No sooner has Ken read an essay that he’s written about pollution then Hedorah comes to life and starts destroying Japan.  Oddly enough, nobody in the film seems to be that upset about the imminent end of the world.  However, according to Wikipedia, this was the 11th Godzilla film and I suppose that, after the 5th or 6th giant monster attack, it’s reasonable that people would adopt a somewhat blasé attitude towards them.

Anyway, Hedorah is destroying Japan by flinging around acidic sludge, a bunch of hippies decide that, seeing as how the world is doomed anyway, they might as well party on Mt. Fuji, and Ken’s father tries to figure out a way to defeat Hedorah.  Meanwhile, Godzilla comes to the aide of humanity and you have to wonder why.  The film implies that he’s been moved by Ken’s faith in him but, to be honest, Godzilla goes through this entire film looking somewhat annoyed by everything, including Ken.  He’s willing to fight Hedorah but he doesn’t seem all that emotionally invested in it.

(If anything, Godzilla reminded me of how our cat Doc acts if he’s see a cat in the alley right before dinnertime.  Doc might hiss once or twice but it’s pretty clear that his main concern is getting back inside so he can eat and then take a nap.  The hissing is just to make sure the rest of us know that Doc’s not losing his touch.)

As I said before, Godzilla vs. Hedorah is not necessarily a good movie but it sure is strange!  How strange is it?  Well, let’s just take a look at Hedorah:

Personally, I think Hedorah looks more like Cthulhu than a smog monster but regardless, he’s certainly memorable.

However, there’s more to the strangeness of this film than just Hedorah.  Godzilla vs. Hedorah was the first Godzilla film to be made in the 1970s and its obvious that director Yoshimitsu Banno wanted to make sure that his Godzilla film stayed up with the times.  Hence, along with a heavy-handed political message, Godzilla vs. Hedorah features every single technique that was considered to be cutting edge in 1971.

Freeze frames?

This film’s got them.


Hmmm…kinda.  There’s a few scenes where — for no particular reason — we see a dozen or so tv screens, all featuring a dozen or so talking heads talking at once.


Hippies everywhere.

A random dance scene with groovy camera angles and gratuitous use of the zoom lens?
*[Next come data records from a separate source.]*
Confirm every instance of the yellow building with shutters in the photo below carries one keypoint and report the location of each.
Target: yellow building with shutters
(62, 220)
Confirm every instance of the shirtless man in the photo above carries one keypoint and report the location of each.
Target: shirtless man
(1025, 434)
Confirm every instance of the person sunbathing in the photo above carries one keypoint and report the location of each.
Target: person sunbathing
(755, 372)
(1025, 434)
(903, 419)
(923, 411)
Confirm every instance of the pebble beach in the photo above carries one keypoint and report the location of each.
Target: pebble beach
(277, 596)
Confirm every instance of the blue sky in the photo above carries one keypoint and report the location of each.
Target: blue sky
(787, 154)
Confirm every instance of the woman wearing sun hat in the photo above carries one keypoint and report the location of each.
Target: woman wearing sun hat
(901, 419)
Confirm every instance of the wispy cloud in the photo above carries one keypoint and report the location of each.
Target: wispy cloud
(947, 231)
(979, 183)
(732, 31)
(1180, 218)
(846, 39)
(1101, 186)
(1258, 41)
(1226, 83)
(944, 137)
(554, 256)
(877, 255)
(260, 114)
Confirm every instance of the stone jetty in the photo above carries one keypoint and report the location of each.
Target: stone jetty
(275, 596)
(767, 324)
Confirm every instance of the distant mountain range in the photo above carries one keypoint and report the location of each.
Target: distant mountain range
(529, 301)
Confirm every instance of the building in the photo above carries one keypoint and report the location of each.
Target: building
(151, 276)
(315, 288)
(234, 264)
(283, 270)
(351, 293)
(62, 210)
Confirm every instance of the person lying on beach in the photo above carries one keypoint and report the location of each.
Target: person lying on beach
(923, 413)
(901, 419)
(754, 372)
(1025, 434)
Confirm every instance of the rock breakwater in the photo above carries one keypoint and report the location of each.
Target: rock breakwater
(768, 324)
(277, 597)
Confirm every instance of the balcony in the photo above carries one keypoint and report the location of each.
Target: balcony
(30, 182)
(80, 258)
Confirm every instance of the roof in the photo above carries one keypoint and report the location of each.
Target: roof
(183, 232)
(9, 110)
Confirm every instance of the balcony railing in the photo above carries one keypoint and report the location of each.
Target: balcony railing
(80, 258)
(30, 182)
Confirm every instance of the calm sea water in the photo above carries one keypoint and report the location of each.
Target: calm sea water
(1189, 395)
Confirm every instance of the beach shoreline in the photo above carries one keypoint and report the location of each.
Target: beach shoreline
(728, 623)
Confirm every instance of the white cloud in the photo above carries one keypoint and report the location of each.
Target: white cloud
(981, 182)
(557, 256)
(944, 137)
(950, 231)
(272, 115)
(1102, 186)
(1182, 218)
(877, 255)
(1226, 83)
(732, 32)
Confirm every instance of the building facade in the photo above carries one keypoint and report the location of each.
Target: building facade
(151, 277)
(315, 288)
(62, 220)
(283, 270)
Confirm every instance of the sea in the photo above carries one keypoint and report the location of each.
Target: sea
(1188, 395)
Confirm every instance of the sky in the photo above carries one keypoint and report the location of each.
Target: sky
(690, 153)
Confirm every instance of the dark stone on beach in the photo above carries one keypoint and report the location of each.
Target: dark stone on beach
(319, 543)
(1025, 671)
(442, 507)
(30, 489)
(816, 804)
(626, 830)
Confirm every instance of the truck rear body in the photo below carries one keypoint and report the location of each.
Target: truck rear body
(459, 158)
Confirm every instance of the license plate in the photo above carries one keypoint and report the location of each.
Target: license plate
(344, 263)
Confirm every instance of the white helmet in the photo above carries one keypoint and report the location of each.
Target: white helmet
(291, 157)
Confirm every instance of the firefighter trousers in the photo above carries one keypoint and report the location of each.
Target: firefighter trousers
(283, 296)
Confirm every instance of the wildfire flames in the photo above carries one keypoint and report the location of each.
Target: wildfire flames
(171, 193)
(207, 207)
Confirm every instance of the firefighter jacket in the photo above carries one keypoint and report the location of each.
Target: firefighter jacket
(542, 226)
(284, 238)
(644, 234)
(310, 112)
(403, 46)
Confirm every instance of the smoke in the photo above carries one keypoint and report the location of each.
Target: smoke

Yes.  In fact, that was my favorite scene in the movie.

And, of course, there are the cartoons.  Whereas modern movies would probably waste a lot of money on a lot of CGI to show us how Hedorah was created and grew, this movie shows us with random cartoons.  And you know what?  The cartoons are actually a lot more fun than any CGI ever could be.

In many ways, those cartoons perfectly sum up the appeal of Godzilla vs. Hedorah.  They’re silly and a little stupid but how can you not enjoy them?  Godzilla Vs. Hedorah isn’t exactly good but it’s definitely a lot of fun.